Which is saying a lot, because this heroic ensemble is top-notch. They shine even brighter on songs not taken from the album American Idiot, as selections from Green Day’s 21st Century Breakdown are interspersed. “Before the Lobotomy” features Allen and three of the strongest male ensemble singers, while “21 Guns,” a feminist sound-off, is a show-stopping sendoff.
Music Director Jake Null gets huge credit for electrifying the trip – the band is idiot-proof– along with Choreographer Rachel Leigh Dolan, for slipping in all sorts of uppers and downers. Sometimes the cast literally flies, alternately crouching in yoga-inspired postures. Dance Captain Melrose Pyne anchors them: hair-flinging dancers at a rave, sleepwalking along the boulevard of broken dreams, acting out violent tableaus while clinging needily to each other. And through it all, the costumes designed by Deb Sevigny add a fresh, Forever 21, fashionable grunge that almost smells of youth – like that outfit you picked out for the first day of school to make you look cool but wish was more worn-in. (The only costume WTF was dressing a military officer as a pilot and his backing femmes as Kit Kat Club meets “A Bushel and a Peck.”)

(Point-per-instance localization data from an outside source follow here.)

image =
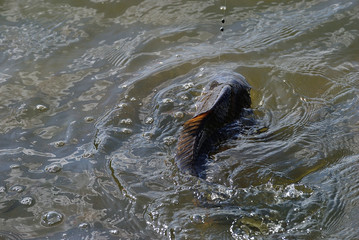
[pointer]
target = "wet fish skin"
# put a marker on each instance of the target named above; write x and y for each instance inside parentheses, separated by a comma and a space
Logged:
(222, 101)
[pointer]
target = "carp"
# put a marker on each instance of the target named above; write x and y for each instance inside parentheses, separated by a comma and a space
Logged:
(221, 102)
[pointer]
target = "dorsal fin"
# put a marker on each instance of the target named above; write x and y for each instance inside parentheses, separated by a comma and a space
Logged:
(187, 144)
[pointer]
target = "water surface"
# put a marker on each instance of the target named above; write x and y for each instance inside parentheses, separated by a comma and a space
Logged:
(93, 95)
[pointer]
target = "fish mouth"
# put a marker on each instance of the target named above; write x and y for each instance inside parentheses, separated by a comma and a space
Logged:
(222, 102)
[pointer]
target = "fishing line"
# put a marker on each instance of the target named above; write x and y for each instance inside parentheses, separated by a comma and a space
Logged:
(223, 8)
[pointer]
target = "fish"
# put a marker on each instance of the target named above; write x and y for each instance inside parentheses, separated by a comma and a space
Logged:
(222, 102)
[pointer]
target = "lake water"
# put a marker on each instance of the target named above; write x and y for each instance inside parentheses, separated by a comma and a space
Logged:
(93, 94)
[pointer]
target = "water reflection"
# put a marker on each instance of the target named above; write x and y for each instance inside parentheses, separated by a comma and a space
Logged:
(93, 96)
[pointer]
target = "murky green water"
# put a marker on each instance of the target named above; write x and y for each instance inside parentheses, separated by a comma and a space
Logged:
(93, 95)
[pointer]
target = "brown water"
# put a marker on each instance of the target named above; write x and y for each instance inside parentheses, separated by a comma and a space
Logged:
(93, 95)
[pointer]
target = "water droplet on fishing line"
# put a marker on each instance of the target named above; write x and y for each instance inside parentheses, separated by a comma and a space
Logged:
(51, 218)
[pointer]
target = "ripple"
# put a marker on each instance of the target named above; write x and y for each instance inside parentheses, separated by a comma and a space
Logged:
(51, 218)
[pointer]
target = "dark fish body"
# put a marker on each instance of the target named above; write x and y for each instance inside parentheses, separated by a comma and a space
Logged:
(221, 103)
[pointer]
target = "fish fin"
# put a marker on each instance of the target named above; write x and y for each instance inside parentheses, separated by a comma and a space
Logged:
(186, 147)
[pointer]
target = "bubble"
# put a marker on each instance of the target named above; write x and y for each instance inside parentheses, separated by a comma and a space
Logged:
(41, 108)
(126, 130)
(184, 97)
(126, 121)
(188, 85)
(169, 140)
(59, 144)
(17, 188)
(14, 166)
(83, 225)
(51, 218)
(114, 232)
(53, 168)
(149, 120)
(122, 105)
(147, 135)
(89, 119)
(167, 100)
(28, 201)
(179, 115)
(197, 218)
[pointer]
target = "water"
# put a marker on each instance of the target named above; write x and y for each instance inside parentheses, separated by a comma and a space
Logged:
(93, 95)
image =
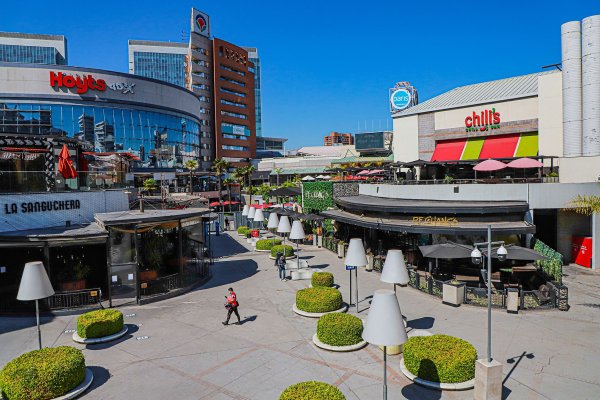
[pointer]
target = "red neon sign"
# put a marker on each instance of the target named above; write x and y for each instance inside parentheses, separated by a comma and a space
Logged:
(483, 120)
(83, 84)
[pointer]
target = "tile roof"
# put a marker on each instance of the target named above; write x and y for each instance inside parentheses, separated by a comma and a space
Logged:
(480, 93)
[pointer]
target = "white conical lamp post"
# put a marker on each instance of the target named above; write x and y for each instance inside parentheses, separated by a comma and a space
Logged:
(35, 285)
(355, 258)
(384, 326)
(284, 227)
(394, 269)
(297, 233)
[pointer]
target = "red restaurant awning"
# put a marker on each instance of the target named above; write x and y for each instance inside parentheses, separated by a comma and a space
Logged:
(448, 150)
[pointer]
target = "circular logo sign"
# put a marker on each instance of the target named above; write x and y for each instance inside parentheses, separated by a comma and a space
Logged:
(201, 22)
(400, 99)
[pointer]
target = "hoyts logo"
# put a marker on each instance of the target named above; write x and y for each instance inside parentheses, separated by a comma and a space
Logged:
(488, 119)
(83, 84)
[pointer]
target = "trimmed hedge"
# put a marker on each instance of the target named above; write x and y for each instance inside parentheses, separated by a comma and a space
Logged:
(289, 250)
(267, 244)
(322, 279)
(338, 329)
(312, 390)
(318, 299)
(99, 323)
(440, 358)
(42, 374)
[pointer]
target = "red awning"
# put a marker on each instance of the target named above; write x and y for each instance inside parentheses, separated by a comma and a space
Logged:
(448, 150)
(499, 147)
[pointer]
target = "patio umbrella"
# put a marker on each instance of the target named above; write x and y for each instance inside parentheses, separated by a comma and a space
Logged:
(446, 250)
(65, 164)
(525, 163)
(490, 165)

Sevigny really nailed it in “Know Your Enemy,” when the disaffected youth don suffocating suits and lash out like something from Spring Awakening. Waking up … yet not quite growing up. This “make me a sandwich” generation retains some child-like innocence ‘til the end, accentuated with their FOMO, oft-repeated, paranoid “Nobody likes you …” refrain from “Homecoming.” And soldiers’ uniforms forever fill the interstitial spaces.

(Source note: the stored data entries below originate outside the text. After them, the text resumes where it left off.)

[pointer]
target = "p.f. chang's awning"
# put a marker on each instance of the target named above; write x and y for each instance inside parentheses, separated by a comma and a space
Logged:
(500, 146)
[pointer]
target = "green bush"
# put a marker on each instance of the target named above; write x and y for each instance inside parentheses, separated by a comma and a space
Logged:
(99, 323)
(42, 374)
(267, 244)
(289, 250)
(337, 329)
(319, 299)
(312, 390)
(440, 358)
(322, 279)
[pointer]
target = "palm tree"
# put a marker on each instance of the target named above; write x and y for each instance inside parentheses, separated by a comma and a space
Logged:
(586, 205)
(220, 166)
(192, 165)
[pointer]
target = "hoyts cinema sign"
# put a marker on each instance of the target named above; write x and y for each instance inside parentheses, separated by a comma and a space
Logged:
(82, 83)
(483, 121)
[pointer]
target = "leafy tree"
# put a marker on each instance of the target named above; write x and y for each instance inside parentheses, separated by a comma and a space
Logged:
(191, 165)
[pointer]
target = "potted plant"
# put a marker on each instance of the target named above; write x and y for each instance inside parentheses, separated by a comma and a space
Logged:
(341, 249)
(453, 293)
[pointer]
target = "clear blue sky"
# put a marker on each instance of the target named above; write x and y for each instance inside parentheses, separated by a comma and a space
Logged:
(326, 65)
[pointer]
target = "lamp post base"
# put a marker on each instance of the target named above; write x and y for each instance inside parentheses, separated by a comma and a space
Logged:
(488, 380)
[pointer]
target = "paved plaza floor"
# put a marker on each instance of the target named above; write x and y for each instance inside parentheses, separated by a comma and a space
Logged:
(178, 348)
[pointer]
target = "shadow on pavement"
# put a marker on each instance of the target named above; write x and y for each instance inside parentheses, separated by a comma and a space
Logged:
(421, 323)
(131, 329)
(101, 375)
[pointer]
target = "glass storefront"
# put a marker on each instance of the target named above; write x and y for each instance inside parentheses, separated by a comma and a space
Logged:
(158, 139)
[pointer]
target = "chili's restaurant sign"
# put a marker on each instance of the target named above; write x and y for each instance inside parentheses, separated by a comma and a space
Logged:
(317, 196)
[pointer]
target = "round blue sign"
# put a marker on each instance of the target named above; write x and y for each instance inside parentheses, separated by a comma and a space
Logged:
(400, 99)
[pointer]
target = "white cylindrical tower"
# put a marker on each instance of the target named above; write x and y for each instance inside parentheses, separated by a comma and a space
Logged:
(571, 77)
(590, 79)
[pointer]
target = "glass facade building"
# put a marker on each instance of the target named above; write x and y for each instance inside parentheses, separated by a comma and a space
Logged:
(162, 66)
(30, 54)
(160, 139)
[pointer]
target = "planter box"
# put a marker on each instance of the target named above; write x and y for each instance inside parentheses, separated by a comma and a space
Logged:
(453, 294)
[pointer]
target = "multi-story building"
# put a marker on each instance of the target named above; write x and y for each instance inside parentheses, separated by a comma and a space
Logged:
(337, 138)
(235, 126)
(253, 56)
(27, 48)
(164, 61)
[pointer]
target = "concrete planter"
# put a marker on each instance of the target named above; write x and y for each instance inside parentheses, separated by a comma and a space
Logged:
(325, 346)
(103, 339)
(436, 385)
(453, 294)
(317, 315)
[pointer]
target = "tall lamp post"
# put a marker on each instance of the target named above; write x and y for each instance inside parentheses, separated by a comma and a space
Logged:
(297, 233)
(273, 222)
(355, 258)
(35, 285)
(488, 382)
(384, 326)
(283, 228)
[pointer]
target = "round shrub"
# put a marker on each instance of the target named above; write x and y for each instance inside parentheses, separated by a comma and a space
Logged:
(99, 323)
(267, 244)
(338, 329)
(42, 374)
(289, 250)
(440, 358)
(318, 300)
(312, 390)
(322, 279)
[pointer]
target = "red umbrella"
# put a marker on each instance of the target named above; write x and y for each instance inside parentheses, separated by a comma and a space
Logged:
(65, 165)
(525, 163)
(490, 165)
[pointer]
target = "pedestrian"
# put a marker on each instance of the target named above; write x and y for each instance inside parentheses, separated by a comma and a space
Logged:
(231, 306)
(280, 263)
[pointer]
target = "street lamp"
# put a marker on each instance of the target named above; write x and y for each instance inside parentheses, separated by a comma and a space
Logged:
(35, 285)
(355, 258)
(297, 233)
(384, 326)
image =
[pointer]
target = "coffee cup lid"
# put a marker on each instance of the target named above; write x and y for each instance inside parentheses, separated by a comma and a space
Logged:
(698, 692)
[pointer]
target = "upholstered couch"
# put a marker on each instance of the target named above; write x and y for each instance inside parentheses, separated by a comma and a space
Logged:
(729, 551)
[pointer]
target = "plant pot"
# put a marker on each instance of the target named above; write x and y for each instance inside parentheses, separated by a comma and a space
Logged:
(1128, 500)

It’s a multimedia experience to put the warmongers and the peacekeepers in perspective, as we deal with the inner conflict of what it means to be American and how someone like Drumpf could have the audacity to represent us.
For an ensemble that sings “I don’t care” so convincingly in Part III of “Jesus of Suburbia,” it’s clear each and every one of them cares an awful lot.
Running Time: 90 minutes, with no intermission.
Recommended for audiences 14 and older.
Recommended for audiences 14 and older.